Bratislava – we stopped at the Motorhome Parking on the edge of the River Danube and wandered around the town, stopping for lunch. The Parking is a free car park, with no time limit.
We stopped in the Czech Republic, after having a difficulty crossing the border into Austria – all part of the adventure!
Lednice – we stopped at the campsite ATC Apollo. It was a little stuck in the 1950’s and not somewhere we would chose to go back to.
We sorted out our little issue (what vignette we needed, and whether we did need one) and headed over the border.
Tulln – another town on the Danube. The campsite, Donaupark, had the potential to be lovely, but due to a Rally on site, we were placed at the edge of the site.

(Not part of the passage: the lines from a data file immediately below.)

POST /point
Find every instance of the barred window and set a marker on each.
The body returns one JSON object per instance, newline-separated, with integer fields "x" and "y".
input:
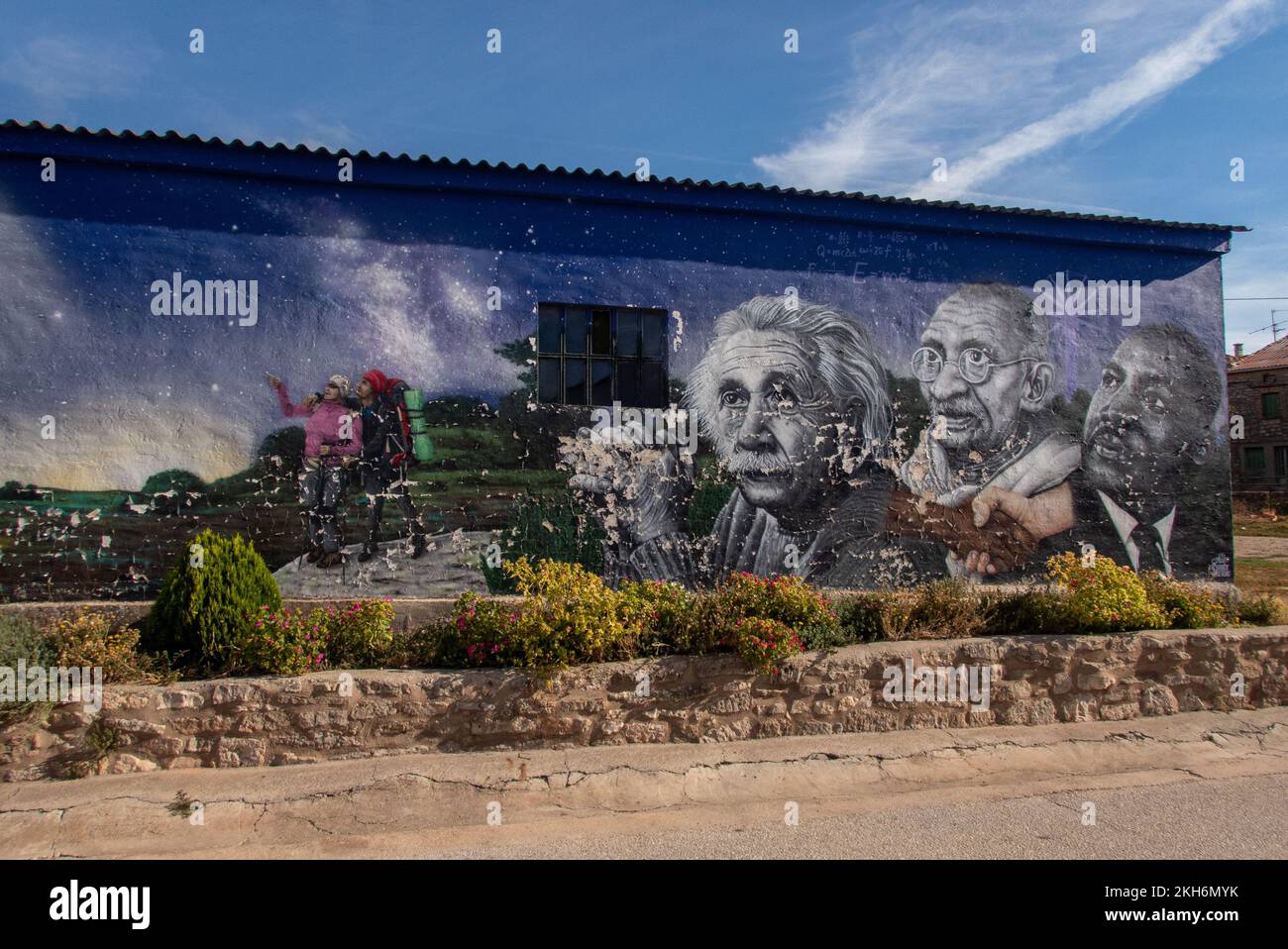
{"x": 596, "y": 356}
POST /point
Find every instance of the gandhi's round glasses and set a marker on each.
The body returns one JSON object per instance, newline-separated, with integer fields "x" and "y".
{"x": 973, "y": 365}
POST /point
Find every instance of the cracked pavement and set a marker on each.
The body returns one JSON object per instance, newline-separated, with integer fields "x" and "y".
{"x": 1186, "y": 786}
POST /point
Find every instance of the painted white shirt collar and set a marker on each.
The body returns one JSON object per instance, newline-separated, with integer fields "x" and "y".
{"x": 1126, "y": 523}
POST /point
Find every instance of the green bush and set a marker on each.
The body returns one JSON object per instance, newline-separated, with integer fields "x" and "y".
{"x": 662, "y": 612}
{"x": 1037, "y": 612}
{"x": 931, "y": 609}
{"x": 764, "y": 644}
{"x": 281, "y": 641}
{"x": 201, "y": 612}
{"x": 1261, "y": 609}
{"x": 1104, "y": 596}
{"x": 790, "y": 600}
{"x": 567, "y": 615}
{"x": 292, "y": 640}
{"x": 430, "y": 645}
{"x": 1186, "y": 606}
{"x": 22, "y": 639}
{"x": 862, "y": 617}
{"x": 360, "y": 635}
{"x": 89, "y": 639}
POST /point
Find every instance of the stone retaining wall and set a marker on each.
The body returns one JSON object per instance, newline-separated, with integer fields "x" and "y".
{"x": 1035, "y": 680}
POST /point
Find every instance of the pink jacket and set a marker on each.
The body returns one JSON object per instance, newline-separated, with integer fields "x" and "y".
{"x": 323, "y": 426}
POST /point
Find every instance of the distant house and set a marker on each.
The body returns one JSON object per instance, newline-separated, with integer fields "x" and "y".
{"x": 1257, "y": 386}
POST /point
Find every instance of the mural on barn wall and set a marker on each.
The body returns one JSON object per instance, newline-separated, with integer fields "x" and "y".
{"x": 876, "y": 406}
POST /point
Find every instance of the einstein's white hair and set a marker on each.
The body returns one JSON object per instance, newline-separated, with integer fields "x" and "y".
{"x": 841, "y": 353}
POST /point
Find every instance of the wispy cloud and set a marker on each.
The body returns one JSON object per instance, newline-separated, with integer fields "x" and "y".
{"x": 321, "y": 133}
{"x": 59, "y": 69}
{"x": 987, "y": 88}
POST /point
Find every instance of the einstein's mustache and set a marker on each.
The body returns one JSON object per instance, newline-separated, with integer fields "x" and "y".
{"x": 741, "y": 462}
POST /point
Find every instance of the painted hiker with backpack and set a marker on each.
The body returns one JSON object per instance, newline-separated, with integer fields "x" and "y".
{"x": 333, "y": 439}
{"x": 390, "y": 415}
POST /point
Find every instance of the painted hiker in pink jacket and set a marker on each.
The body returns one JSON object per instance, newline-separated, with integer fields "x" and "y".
{"x": 333, "y": 441}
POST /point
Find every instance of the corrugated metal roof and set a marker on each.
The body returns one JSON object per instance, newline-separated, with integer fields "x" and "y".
{"x": 127, "y": 136}
{"x": 1273, "y": 357}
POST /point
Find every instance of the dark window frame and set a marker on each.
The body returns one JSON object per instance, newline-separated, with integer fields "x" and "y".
{"x": 626, "y": 343}
{"x": 1266, "y": 400}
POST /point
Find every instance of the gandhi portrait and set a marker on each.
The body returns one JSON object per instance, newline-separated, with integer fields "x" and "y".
{"x": 983, "y": 369}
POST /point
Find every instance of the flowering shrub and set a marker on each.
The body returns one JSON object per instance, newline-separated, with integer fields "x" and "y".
{"x": 567, "y": 615}
{"x": 1104, "y": 596}
{"x": 664, "y": 613}
{"x": 89, "y": 639}
{"x": 361, "y": 634}
{"x": 1262, "y": 609}
{"x": 1186, "y": 606}
{"x": 290, "y": 640}
{"x": 931, "y": 608}
{"x": 764, "y": 644}
{"x": 283, "y": 641}
{"x": 790, "y": 600}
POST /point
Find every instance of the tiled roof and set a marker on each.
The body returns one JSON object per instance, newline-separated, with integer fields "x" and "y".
{"x": 1273, "y": 357}
{"x": 584, "y": 174}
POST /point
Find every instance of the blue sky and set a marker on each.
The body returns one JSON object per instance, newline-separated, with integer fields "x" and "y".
{"x": 1004, "y": 91}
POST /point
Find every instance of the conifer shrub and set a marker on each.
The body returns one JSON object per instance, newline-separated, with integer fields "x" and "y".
{"x": 200, "y": 615}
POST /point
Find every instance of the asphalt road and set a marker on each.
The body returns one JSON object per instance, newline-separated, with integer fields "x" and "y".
{"x": 1201, "y": 785}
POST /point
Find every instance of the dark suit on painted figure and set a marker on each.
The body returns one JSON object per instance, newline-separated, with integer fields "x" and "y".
{"x": 1150, "y": 492}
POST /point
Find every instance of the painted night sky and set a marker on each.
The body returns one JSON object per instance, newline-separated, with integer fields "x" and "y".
{"x": 137, "y": 393}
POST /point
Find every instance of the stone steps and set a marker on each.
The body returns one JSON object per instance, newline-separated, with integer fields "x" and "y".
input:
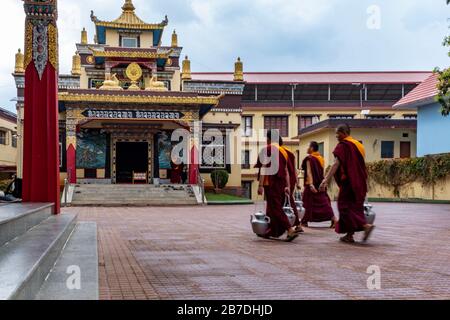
{"x": 26, "y": 261}
{"x": 16, "y": 219}
{"x": 32, "y": 240}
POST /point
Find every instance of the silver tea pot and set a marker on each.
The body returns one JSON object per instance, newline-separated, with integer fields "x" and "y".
{"x": 260, "y": 223}
{"x": 288, "y": 211}
{"x": 369, "y": 213}
{"x": 299, "y": 204}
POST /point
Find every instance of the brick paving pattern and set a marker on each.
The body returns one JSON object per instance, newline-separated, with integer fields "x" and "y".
{"x": 211, "y": 253}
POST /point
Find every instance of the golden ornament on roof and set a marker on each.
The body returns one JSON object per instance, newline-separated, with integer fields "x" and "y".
{"x": 134, "y": 73}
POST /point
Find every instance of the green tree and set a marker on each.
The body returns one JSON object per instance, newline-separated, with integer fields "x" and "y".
{"x": 444, "y": 82}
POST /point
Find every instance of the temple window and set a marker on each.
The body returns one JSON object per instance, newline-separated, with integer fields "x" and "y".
{"x": 129, "y": 42}
{"x": 280, "y": 123}
{"x": 2, "y": 137}
{"x": 306, "y": 121}
{"x": 387, "y": 149}
{"x": 342, "y": 116}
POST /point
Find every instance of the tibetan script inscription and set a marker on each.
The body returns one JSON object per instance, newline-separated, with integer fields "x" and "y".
{"x": 133, "y": 114}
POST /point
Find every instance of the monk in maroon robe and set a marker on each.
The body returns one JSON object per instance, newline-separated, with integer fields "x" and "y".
{"x": 275, "y": 184}
{"x": 293, "y": 175}
{"x": 317, "y": 203}
{"x": 350, "y": 174}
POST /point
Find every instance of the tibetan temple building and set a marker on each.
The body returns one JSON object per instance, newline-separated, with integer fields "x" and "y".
{"x": 127, "y": 93}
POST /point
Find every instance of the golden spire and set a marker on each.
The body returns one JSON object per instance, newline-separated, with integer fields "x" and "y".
{"x": 174, "y": 39}
{"x": 239, "y": 70}
{"x": 84, "y": 36}
{"x": 19, "y": 68}
{"x": 186, "y": 72}
{"x": 76, "y": 65}
{"x": 128, "y": 6}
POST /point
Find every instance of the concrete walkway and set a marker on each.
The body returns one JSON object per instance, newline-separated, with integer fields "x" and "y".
{"x": 210, "y": 253}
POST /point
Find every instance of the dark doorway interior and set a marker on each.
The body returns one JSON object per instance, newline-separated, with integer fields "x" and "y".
{"x": 130, "y": 156}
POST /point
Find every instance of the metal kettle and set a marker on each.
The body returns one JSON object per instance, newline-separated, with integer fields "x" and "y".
{"x": 299, "y": 204}
{"x": 288, "y": 211}
{"x": 369, "y": 213}
{"x": 260, "y": 223}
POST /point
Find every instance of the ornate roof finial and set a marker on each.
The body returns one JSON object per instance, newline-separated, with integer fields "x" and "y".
{"x": 186, "y": 72}
{"x": 239, "y": 70}
{"x": 128, "y": 6}
{"x": 174, "y": 39}
{"x": 76, "y": 64}
{"x": 19, "y": 68}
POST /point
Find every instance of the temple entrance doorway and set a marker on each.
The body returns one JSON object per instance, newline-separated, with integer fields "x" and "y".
{"x": 132, "y": 158}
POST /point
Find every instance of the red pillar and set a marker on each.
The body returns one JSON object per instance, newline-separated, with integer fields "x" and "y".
{"x": 41, "y": 142}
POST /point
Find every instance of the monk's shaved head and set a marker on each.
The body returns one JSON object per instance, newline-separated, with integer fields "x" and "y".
{"x": 344, "y": 128}
{"x": 342, "y": 131}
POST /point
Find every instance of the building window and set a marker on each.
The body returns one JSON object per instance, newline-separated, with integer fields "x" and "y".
{"x": 14, "y": 140}
{"x": 387, "y": 149}
{"x": 306, "y": 121}
{"x": 342, "y": 116}
{"x": 213, "y": 152}
{"x": 247, "y": 189}
{"x": 378, "y": 116}
{"x": 3, "y": 137}
{"x": 247, "y": 126}
{"x": 321, "y": 149}
{"x": 277, "y": 123}
{"x": 246, "y": 159}
{"x": 128, "y": 42}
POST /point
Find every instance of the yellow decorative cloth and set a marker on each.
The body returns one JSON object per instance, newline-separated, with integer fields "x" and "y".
{"x": 358, "y": 145}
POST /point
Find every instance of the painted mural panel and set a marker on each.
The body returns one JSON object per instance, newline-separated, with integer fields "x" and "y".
{"x": 165, "y": 149}
{"x": 91, "y": 150}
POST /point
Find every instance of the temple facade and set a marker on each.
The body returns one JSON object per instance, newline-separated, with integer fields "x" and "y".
{"x": 127, "y": 93}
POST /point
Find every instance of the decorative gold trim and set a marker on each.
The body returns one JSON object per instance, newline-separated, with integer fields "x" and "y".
{"x": 28, "y": 45}
{"x": 119, "y": 98}
{"x": 130, "y": 54}
{"x": 141, "y": 26}
{"x": 53, "y": 45}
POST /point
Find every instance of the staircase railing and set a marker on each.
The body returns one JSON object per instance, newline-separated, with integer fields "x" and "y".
{"x": 66, "y": 188}
{"x": 201, "y": 186}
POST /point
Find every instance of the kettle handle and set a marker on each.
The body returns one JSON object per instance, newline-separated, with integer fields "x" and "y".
{"x": 287, "y": 201}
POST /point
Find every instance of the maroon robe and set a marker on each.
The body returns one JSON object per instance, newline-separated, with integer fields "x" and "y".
{"x": 293, "y": 183}
{"x": 317, "y": 205}
{"x": 274, "y": 190}
{"x": 351, "y": 178}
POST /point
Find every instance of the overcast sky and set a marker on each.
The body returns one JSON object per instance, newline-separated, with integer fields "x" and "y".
{"x": 269, "y": 35}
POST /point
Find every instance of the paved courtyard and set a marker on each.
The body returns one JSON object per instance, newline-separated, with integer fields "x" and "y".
{"x": 211, "y": 253}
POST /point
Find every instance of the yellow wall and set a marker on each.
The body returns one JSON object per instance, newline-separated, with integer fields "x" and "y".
{"x": 415, "y": 190}
{"x": 8, "y": 154}
{"x": 112, "y": 38}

Burgau – the town was a lovely place with a castle, and the Camping Schloss Burgau was located behind it.
One of our favourite places to visit. We can not get enough of this country.
Ptuj – crossing the border into Slovenia, felt relaxing. We headed into an area we hadn’t been before and the town of Ptuj. Located on the river Drava, the campsite is a short walk into the main town with its historic old town and castle.
Reccica ob Savinji – A small town out in the Upper Savinja Valley, this Camping Menina is one of the most relaxed but lively campsites we’ve stayed at. It is on the river, with activities available in high season and a restaurant on site.
Ankaran – on our return from Croatia, we stopped off here on the Adriatic Coast. Despite the weather (it rained all the time we were there). The Adria Camping and Resort, is between Croatia and Italy and looked like a very lively place in the right weather!
Bled – Camping Bled and the town are possibly our favourite places. There is so much to do and see around here. We cycled round the lake, climbed up the hills, picked up a Chinese takeaway. We will happily return here over and over again!
Thank you for reading. We continue to be safe and well (if a little bored) and hope you are safe and well too.